Debatisse, D.1, Pralong, E.1, Campanella, S.1,3, Villemure, J. G.1, Gondoin, P.4, Despland, P. A.2, Lang, J. M.4, Maeder-Ingvard, M.2, and Gleis, M. 4
1UNN Neurosurgery and CNP; 2Neurology CHUV, Lausanne, Switzerland; 3Catholic University of Louvain-la-Neuve, Belgium; 4Department of Neuropsychiatry HVEA, Luxemburg
E-mail: debatdam@pt.lu

The P300 wave is a positive wave induced when an infrequent (target) stimulus is randomly mixed in series of repetitive frequent (non target) stimuli. The P300 auditory oddball design is defined by numerous components (N1-N2-P2-P3a, P3b and closing processing (CP)) that are believed to represent the adaptation of the working memory to the new stimuli (context switching) or the closing of the usual context (context closure). Since 15 years, we have collected P300 data in normal subjects (from 10 to 90 years old) and in pathological states by using this kind of auditory oddball paradigm.
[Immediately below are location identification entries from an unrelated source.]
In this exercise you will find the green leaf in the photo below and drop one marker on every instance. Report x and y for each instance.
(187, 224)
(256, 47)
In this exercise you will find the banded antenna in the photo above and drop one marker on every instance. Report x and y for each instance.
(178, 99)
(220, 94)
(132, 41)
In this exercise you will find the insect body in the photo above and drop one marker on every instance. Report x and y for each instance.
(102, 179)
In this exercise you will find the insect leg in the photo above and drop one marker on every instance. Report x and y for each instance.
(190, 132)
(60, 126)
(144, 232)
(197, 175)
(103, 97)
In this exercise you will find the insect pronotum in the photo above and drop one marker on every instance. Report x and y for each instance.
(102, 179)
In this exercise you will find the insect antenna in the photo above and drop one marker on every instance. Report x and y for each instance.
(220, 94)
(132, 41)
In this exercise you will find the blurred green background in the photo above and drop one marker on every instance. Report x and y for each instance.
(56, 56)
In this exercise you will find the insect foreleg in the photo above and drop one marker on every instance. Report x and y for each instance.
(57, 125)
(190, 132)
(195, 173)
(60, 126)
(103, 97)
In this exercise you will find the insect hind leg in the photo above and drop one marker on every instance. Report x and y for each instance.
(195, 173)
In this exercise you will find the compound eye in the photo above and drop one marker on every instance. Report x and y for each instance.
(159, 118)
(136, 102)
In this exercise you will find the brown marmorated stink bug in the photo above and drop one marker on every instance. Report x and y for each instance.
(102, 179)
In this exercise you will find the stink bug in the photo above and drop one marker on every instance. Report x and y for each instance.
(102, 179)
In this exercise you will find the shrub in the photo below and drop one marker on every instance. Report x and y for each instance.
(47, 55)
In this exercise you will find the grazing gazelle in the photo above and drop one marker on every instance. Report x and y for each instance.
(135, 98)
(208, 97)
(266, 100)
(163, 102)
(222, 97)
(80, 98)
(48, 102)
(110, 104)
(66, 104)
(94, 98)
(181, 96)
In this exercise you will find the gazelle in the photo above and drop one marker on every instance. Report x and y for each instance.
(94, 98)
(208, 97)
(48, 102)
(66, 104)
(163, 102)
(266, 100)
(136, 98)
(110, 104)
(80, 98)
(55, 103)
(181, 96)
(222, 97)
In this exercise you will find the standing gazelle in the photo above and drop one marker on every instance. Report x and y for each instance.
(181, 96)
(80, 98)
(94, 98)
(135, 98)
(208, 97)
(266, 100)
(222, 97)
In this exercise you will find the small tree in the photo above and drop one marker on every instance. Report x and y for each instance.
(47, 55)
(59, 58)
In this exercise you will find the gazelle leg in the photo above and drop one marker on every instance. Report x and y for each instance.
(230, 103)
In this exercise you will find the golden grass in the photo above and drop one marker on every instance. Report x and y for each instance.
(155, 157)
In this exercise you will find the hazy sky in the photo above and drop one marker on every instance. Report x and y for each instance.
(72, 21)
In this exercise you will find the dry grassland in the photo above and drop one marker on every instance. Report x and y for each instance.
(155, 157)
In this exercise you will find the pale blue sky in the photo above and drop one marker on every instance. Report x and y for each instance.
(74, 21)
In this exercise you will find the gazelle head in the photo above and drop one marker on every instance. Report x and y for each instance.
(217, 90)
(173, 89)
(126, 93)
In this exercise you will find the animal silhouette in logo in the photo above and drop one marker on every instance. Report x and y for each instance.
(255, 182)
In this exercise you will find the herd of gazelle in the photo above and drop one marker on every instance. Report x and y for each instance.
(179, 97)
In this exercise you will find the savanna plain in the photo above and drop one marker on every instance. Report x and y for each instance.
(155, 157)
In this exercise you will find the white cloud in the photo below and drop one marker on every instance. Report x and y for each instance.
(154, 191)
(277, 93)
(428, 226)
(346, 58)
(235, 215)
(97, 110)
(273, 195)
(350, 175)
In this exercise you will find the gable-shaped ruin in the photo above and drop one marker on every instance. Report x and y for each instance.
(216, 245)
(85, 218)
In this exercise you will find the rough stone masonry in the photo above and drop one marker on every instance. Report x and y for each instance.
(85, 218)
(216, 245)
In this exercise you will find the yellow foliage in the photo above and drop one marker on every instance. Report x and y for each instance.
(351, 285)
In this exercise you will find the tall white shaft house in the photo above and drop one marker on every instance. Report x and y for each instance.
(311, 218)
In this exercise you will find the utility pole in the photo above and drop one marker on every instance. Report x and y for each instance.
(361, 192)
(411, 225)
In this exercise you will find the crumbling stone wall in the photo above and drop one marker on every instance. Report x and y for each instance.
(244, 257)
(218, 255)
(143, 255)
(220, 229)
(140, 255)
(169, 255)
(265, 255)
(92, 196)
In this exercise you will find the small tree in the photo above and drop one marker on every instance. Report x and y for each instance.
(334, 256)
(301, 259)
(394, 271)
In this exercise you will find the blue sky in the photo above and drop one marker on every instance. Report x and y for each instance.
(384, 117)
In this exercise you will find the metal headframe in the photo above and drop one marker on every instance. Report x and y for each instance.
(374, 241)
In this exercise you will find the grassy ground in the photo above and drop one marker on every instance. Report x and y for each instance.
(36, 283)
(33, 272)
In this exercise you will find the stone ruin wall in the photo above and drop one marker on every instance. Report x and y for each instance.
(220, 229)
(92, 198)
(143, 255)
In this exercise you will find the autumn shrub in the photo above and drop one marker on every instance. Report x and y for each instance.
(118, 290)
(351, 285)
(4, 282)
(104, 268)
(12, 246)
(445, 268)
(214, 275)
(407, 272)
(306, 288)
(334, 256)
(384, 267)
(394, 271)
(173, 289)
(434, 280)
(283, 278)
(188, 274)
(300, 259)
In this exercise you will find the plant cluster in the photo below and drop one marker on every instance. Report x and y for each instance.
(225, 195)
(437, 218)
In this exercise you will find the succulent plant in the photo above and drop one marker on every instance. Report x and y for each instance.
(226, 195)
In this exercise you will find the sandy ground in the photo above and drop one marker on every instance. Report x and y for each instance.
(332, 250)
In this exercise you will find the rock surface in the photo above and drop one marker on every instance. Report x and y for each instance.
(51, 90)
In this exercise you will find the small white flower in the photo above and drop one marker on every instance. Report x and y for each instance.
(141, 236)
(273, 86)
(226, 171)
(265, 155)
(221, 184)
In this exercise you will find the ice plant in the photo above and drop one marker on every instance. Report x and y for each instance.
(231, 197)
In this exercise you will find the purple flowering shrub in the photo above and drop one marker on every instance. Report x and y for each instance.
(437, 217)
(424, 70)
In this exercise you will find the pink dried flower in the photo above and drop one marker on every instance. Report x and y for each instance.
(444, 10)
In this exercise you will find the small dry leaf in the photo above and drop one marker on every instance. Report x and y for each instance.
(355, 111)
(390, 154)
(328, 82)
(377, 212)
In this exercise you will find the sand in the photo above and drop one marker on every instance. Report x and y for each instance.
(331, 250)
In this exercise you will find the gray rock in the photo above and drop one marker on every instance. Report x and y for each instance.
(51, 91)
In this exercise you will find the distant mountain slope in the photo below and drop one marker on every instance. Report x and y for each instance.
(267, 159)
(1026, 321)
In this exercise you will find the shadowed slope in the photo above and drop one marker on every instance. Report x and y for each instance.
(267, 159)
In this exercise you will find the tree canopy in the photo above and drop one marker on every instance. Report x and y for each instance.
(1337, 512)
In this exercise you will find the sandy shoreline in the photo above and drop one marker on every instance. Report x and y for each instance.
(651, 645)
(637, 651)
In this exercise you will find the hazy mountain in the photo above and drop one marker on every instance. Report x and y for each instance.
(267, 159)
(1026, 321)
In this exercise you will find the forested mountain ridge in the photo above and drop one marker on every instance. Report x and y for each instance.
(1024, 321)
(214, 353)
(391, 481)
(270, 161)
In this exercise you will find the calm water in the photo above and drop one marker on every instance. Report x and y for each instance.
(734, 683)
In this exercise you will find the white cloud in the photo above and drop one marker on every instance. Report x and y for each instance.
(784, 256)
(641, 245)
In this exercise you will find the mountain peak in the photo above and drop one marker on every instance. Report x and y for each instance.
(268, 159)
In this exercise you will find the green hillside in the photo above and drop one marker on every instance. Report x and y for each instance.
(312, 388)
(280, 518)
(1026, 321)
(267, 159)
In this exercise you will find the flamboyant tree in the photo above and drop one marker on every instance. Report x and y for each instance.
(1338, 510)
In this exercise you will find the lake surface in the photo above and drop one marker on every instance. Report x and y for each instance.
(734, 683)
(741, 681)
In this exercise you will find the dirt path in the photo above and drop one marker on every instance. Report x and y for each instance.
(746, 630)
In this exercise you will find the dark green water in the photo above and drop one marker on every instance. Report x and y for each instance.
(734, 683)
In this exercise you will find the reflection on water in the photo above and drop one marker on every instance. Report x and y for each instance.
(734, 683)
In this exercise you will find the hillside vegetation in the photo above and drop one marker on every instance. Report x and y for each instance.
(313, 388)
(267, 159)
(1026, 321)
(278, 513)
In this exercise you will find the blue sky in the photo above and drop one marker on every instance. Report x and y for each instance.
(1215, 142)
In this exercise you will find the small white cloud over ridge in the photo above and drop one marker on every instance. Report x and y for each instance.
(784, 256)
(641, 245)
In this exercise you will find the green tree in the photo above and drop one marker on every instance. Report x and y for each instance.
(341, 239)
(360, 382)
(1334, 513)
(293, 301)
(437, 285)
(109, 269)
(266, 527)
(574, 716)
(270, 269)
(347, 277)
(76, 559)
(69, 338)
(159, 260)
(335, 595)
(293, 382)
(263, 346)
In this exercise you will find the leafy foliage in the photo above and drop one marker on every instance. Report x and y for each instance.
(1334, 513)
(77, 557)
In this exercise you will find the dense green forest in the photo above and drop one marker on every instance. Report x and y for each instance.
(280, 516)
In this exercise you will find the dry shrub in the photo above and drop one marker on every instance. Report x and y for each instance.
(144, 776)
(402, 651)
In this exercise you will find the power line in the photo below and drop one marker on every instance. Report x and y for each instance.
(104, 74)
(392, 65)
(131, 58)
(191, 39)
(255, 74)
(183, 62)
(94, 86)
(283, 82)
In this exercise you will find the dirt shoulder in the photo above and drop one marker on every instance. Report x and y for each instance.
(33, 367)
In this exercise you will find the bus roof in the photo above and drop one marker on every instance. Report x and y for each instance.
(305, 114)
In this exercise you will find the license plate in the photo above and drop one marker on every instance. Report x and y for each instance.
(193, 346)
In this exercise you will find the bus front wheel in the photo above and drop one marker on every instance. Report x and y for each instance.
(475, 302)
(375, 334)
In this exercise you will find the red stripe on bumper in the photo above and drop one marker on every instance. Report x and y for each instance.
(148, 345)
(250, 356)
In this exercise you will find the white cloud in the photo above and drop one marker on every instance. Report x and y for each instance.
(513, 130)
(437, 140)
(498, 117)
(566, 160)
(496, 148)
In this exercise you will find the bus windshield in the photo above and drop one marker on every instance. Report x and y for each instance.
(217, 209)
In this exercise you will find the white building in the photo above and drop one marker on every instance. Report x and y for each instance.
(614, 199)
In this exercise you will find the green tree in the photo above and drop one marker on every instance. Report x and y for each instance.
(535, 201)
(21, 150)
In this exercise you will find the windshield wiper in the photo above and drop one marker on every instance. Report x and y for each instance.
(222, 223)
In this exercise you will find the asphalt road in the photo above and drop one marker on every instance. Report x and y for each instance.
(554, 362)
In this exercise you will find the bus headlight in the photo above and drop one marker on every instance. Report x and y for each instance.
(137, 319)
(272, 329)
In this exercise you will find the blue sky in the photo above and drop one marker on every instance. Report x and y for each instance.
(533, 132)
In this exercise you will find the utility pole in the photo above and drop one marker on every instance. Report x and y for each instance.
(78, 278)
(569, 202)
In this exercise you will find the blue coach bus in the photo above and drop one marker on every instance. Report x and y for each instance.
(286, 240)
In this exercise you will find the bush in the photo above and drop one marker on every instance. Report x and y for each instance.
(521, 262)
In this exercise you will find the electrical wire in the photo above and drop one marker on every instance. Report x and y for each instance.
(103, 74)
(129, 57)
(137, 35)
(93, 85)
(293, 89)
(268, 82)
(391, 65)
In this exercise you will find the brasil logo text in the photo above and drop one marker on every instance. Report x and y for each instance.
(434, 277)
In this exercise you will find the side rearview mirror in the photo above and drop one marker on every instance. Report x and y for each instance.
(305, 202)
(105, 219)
While we were able to show that P300 latency increases with aging, we were not able to discriminate between pathological states, probably because we mixed (by using grand averages) a lot of different neural processes. In this study, we have developed and analysed EPs by dividing the presented auditive stimulations in subsequent blocks of 5 endogenous (infrequent) CEPs compared with 20 exogenous (frequent) CEPs. We have computed the “time-evolution of the neural network variability” (TINNV) on the basis of the P300 parameters (amplitude and latency) between these different blocks. More precisely, we compare the TINNV during a weak task (count target) and a strong constraining task (updating a date at each target), in normal and in 2 pathological groups (showing pure memory defect or memory defect associated with depression (DMS4)). By using this new index (TINNV) we can statistically discriminate between these two pathological populations.